IER : Qui veut faire chanter Benzekri ?

Un groupe d’ex-collaborateurs de l’IER (Instance Equité et Réconciliation) tient aujourd’hui une conférence de presse au siège du SNPM pour dévoiler ce qu’ils considèrent comme étant de graves «abus» de la part du président Benzekri et son équipe.
Se prénommant «Groupe des victimes de l’IER», ces derniers promettent d’ailleurs une sorte de «livre blanc» recensant les «dépassements» de l’instance dont le mandat a été prolongé officiellement, lundi dernier, à fin novembre prochain.

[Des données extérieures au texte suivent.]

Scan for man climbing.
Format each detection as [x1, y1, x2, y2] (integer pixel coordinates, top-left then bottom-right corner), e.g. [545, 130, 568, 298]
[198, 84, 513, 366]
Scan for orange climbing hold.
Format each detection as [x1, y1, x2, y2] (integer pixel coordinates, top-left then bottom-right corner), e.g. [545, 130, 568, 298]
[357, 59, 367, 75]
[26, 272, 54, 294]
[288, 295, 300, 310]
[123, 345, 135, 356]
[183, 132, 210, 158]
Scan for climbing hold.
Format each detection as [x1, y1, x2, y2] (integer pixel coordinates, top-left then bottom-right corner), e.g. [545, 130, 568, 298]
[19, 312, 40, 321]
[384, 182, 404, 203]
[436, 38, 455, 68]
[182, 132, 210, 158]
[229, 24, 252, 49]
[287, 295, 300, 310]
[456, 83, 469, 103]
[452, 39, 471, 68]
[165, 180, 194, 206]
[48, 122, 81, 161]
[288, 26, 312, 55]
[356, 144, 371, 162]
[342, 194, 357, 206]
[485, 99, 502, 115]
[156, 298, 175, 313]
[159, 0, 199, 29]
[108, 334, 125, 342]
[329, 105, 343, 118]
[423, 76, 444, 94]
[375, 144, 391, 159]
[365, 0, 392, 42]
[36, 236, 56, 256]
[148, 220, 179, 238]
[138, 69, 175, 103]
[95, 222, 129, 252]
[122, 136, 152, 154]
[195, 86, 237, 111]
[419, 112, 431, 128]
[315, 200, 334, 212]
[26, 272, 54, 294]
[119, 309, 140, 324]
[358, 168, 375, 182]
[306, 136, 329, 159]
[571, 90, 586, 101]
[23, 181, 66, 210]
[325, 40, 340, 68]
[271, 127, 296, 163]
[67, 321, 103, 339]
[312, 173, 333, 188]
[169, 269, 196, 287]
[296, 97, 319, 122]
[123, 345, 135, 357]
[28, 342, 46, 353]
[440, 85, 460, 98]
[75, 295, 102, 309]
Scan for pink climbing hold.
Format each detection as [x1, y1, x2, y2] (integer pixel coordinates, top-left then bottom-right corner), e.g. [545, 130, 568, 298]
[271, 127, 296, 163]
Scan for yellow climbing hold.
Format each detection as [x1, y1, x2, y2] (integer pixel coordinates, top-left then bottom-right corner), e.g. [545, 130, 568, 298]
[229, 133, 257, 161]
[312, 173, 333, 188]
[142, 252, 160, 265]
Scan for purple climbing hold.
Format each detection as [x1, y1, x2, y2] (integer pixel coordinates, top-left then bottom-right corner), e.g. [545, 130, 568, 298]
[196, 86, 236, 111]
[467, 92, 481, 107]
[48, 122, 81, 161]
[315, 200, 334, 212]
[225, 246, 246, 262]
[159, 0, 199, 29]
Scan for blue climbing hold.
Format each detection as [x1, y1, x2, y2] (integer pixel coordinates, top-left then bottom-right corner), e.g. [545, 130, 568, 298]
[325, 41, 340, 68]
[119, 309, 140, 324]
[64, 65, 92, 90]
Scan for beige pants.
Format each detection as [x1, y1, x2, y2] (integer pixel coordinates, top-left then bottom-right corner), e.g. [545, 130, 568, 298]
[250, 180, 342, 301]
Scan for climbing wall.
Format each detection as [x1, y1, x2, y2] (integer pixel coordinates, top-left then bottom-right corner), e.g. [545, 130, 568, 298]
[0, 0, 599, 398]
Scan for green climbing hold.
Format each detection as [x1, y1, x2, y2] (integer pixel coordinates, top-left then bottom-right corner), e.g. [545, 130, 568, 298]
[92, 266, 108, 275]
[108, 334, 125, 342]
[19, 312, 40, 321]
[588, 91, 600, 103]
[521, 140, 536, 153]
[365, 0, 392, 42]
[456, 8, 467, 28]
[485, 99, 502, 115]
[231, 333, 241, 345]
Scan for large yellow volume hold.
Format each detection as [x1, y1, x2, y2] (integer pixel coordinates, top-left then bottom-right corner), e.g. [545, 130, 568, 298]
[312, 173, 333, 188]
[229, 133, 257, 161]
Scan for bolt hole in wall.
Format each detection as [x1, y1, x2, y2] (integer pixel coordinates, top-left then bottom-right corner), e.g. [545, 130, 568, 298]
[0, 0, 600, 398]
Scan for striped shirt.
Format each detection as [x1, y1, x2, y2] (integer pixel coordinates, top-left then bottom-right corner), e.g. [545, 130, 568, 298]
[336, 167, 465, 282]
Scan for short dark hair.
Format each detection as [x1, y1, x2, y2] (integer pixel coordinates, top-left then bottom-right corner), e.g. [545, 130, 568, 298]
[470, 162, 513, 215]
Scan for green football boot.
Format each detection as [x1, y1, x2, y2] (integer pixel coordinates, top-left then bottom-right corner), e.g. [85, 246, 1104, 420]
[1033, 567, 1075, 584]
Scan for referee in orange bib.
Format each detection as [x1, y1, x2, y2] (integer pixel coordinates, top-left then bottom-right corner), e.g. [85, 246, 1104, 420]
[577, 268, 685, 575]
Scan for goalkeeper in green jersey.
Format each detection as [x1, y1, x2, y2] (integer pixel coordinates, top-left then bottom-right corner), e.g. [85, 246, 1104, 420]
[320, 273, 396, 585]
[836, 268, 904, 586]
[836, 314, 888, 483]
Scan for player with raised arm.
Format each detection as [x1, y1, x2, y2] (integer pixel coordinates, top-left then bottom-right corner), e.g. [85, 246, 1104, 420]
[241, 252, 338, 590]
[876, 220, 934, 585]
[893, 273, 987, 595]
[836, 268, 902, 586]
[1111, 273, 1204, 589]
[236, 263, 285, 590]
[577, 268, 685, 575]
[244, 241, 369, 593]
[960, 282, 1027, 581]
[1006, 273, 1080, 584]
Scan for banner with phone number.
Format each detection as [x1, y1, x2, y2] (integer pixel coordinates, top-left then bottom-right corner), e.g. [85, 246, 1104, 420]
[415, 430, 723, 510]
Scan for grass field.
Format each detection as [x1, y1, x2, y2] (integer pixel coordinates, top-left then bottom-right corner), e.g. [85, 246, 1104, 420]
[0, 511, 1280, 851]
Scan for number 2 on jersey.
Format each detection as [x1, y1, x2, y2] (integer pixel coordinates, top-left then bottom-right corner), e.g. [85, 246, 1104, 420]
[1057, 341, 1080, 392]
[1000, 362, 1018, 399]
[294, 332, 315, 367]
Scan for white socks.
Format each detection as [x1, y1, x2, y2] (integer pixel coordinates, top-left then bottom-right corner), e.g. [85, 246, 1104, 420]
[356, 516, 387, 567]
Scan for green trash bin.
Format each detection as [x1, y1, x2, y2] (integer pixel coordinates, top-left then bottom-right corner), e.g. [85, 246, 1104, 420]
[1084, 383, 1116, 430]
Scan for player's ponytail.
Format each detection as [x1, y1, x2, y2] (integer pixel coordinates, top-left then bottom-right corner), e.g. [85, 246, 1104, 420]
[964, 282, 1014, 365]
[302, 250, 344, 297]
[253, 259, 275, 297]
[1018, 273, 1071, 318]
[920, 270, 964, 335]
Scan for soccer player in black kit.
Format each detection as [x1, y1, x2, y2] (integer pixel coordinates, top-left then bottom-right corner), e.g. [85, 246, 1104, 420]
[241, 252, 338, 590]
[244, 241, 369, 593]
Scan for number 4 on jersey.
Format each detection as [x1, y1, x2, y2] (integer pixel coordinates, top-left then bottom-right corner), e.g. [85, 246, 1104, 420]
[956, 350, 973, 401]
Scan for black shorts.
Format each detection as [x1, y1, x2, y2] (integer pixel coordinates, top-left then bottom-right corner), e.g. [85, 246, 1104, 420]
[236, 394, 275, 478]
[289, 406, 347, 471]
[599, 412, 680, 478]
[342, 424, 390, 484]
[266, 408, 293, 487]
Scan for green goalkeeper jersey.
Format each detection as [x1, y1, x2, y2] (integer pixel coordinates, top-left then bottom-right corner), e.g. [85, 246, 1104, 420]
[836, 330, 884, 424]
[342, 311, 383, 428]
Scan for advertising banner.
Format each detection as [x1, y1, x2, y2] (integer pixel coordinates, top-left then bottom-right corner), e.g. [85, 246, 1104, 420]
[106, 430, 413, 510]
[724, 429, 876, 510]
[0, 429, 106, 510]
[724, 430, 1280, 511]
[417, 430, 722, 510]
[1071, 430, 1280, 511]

Qu’en est-il au juste ? Ne s’agirait-il pas plutôt d’une affaire de gros sous comme le laissent supposer plusieurs documents dont le texte de la plainte a été déposé récemment devant le tribunal de première instance de Rabat.
D’abord, contrairement à ce qui a été avancé auparavant, les plaignants sont au nombre de 9 et non 14, encore nettement moins que les 35 personnes anonymes ayant signé un brûlot anti-IER en mai dernier. Sur les 9 plaignants, détail significatif, l’on recense 4 cadres, 4 opératrices de saisie et une secrétaire affectée auparavant au bureau d’ordre.
Selon des informations recueillies par ALM, toutes les personnes travaillant à l’IER (un total de 158) avaient reçu une lettre les informant de la fin de leurs missions le 4 mars dernier. Décision normale puisque la fin du mandat de l’IER était même prévue pour le 12 avril. Cette dernière, une fois sûre de la prolongation de son mandat, en avait rappelé certains pour les besoins du travail qui restait à accomplir.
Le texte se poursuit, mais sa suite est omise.